NASHVILLE – Civil rights leader Benjamin L. Hooks, who shrugged off courtroom slurs as a young lawyer before earning a pioneering judgeship and later reviving a flagging NAACP, died Thursday in Memphis. He was 85.
Across the country, political leaders and Hooks’ peers in the civil rights movement remembered his remarkably wide-ranging accomplishments. State Rep. Ulysses Jones, a member of the church where Hooks was pastor, said Hooks died at his home following a long illness.
Hooks took over as the NAACP’s executive director at a time when the organization’s stature had diminished in 1977. Years removed from the civil rights battles of the 1960s, the group was $1 million in debt and its membership had shrunk to 200,000 members from nearly a half-million a decade earlier.

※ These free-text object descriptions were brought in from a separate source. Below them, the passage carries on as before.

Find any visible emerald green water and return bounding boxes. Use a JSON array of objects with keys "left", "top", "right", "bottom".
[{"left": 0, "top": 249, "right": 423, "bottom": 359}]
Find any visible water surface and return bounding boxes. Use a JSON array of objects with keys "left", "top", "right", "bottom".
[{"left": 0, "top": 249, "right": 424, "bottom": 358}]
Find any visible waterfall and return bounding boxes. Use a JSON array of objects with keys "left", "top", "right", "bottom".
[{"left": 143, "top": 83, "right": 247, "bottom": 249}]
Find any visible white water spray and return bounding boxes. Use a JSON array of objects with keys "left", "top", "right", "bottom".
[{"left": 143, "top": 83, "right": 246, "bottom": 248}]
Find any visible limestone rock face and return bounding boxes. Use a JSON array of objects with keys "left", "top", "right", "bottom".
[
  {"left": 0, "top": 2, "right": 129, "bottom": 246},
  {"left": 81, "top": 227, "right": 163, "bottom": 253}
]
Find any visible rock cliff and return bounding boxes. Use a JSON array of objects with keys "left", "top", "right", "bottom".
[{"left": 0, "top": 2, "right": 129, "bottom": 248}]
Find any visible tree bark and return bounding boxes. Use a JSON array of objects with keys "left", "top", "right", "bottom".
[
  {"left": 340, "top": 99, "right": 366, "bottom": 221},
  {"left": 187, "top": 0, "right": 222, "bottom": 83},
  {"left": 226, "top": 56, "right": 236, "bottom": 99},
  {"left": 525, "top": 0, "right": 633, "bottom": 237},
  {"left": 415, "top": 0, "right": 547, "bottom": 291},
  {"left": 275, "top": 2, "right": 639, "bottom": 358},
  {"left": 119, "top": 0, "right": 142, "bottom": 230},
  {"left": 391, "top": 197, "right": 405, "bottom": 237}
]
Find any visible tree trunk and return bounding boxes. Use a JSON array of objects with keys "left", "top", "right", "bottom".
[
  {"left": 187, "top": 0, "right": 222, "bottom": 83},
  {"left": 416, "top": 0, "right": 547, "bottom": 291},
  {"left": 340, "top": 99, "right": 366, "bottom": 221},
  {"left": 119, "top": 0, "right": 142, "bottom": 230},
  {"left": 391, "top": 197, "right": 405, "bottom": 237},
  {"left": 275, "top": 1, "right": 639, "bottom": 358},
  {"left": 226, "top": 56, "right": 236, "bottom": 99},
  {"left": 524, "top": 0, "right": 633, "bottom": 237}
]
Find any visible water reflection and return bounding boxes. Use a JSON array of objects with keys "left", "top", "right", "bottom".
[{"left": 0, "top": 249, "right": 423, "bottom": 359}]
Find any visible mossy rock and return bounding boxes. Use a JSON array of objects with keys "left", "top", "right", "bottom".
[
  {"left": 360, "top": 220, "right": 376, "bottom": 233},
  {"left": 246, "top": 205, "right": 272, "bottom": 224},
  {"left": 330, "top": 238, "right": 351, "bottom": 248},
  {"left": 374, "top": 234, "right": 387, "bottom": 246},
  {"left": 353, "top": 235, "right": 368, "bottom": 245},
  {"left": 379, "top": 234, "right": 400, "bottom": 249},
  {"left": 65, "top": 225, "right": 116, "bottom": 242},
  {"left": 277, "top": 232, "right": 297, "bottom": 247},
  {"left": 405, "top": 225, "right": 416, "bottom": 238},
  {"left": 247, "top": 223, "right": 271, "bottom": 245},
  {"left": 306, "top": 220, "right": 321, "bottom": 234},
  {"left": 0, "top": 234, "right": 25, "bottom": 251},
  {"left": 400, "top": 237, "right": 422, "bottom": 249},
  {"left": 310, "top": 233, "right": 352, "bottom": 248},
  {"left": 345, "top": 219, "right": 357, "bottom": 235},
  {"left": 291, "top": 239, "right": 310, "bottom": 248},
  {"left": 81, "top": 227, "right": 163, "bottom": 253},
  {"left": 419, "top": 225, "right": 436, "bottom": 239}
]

By the time he left as executive director in 1992, the group had rebounded, with membership growing by several hundred thousand. He used community radiothons to raise awareness of local NAACP branches’ work and to boost membership.
Hooks’ inspiration to fight social injustice and bigotry stemmed from his experience guarding Italian prisoners of war while serving overseas in the Army during World War II. Foreign prisoners were allowed to eat in “for whites only” restaurants while he was barred from them.
In 1965 Hooks was appointed to a newly created seat on the Tennessee Criminal Court, making him the first black judge since Reconstruction in a state trial court anywhere in the South.